Mientras observaba con detalle la instantánea, Ismaíl procuraba interrogar íntimamente a aquellos rostros, intentando escrutar el mínimo detalle, adivinar algo en la expresión de sus miradas, quizá el recelo y el miedo, o la angustia del amor culpable, pero también el orgullo y tal vez la pasión, el abrazo robado de prisa en la estrechez de un pasillo, las caricias contenidas algunas noches, un jadeo violento en la oscuridad. Y de pronto se sorprendió pensando en sí mismo con fatalismo, como si su vida no le perteneciera del todo. Como si de algún modo lo que a él le ocurría con Helena estuviese determinado por el amor y el sufrimiento de quienes lo habían engendrado, y al igual que unos rasgos físicos, el rostro anguloso, el cabello ondulado y abundante, hubiese heredado también la maldición de un amor prohibido, su exaltación y su impaciencia. Una cosa que se parece a otra como la semejanza que uno encuentra ante un espejo. Quizá también él hubiese nacido condenado a convertirse algunas noches en un exaltado, en un loco capaz de todo, que puede enamorarse salvajemente aunque con ello le busque la ruina a la mujer que ama y se destruya a sí mismo y destruya a otros.
– Hanna, ¿crees que la predisposición a la desgracia se hereda? -le preguntó.
– No, hijo, no -respondió la anciana con convicción aunque, mientras lo decía, juntó precavidamente el meñique y el índice de ambas manos en un gesto de conjuro gitano que Ismaíl no llegó a advertir-. Uno es igualmente responsable de su felicidad y de su infortunio. Es cierto que nadie puede negar la importancia del azar, pero si lo piensas bien, te darás cuenta de que la fatalidad llega siempre a nuestras vidas por la puerta que nosotros mismos le hemos abierto.

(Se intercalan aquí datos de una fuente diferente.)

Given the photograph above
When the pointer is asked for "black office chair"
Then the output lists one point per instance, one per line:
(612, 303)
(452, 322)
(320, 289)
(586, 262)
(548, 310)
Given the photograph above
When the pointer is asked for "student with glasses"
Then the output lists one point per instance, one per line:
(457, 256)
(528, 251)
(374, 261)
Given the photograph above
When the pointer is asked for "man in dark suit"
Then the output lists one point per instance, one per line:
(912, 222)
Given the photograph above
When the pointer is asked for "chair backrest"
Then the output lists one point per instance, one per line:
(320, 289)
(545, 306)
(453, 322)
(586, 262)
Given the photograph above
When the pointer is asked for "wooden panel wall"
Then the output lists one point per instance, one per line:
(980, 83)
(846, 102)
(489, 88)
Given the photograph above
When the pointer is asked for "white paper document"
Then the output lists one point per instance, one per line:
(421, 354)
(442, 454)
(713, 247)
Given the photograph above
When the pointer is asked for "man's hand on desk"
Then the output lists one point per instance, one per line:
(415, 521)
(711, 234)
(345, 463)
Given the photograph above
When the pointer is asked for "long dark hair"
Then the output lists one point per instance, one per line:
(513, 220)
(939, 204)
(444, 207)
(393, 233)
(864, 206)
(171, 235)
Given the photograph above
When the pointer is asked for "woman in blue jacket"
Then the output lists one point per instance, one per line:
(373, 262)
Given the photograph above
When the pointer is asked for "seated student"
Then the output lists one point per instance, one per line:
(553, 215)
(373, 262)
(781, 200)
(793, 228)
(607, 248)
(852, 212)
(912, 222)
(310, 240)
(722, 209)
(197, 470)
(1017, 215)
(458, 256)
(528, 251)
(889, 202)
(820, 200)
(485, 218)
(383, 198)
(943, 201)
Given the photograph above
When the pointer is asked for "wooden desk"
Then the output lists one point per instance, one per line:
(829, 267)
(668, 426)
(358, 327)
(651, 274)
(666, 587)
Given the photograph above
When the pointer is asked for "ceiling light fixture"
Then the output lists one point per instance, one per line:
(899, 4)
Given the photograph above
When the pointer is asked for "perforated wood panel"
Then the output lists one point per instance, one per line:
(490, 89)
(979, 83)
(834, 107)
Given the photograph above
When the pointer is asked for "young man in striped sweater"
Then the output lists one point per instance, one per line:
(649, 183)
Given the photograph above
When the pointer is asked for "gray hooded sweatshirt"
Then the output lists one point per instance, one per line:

– Pero las personas pueden rebelarse contra lo que les sucede e intentar salvarse. Es algo natural, humano -replicó Ismaíl, como sí fuera él mismo el que estuviera sublevándose contra el pasado irremediable-. ¿Cómo pudo Ella aceptar su condena tan mansamente?
– ¿Cómo no iba a hacerlo? Si ya notaba que empezaba a convertirse en objeto de murmuraciones, y tú sabes lo que puede significar padecer el vacío social. Desde el momento que se hablaba de ella de ese modo, es como si la hubieran transformado en otra persona que no debía ser, toda su vida echada a perder. Se contaban cosas que afectaban también ala política. Alguien del Departamento de Estado pidió informes sobre el doctor Gjorg. No tenían escapatoria después de aquellos informes. El propio Enver Hoxha estaba al tanto. Yo no sé si aquellas acusaciones eran ciertas o no, pero en cualquier caso eso era lo de menos. Estaban ya con la soga al cuello, tenían los brazos metidos en la muerte. Zanum convenció a tu madre. Le hizo creer que aquélla era la forma más beneficiosa para todos de resolver el asunto y de evitar el juicio político, que era lo que Ella temía más que ninguna otra cosa. Así que comenzó a tomar religiosamente todas las noches aquella infusión mortal. Un día detrás de otro. Quizá pensaba que al hacerlo podía salvar la vida de Gjorg o puede que Zanum se lo hubiera prometido. No lo sé… En pocos meses cambió mucho. Le cambió la mirada, el modo de inclinarse sobre la cena, su expresión al bañaros a Viktor y a ti, al cogerte en brazos; era como si estuviera despidiéndose del mundo. Había adelgazado mucho y perdió completamente el color, estaba pálida como una virgen. Sin embargo, hacía gala de un extraño dominio.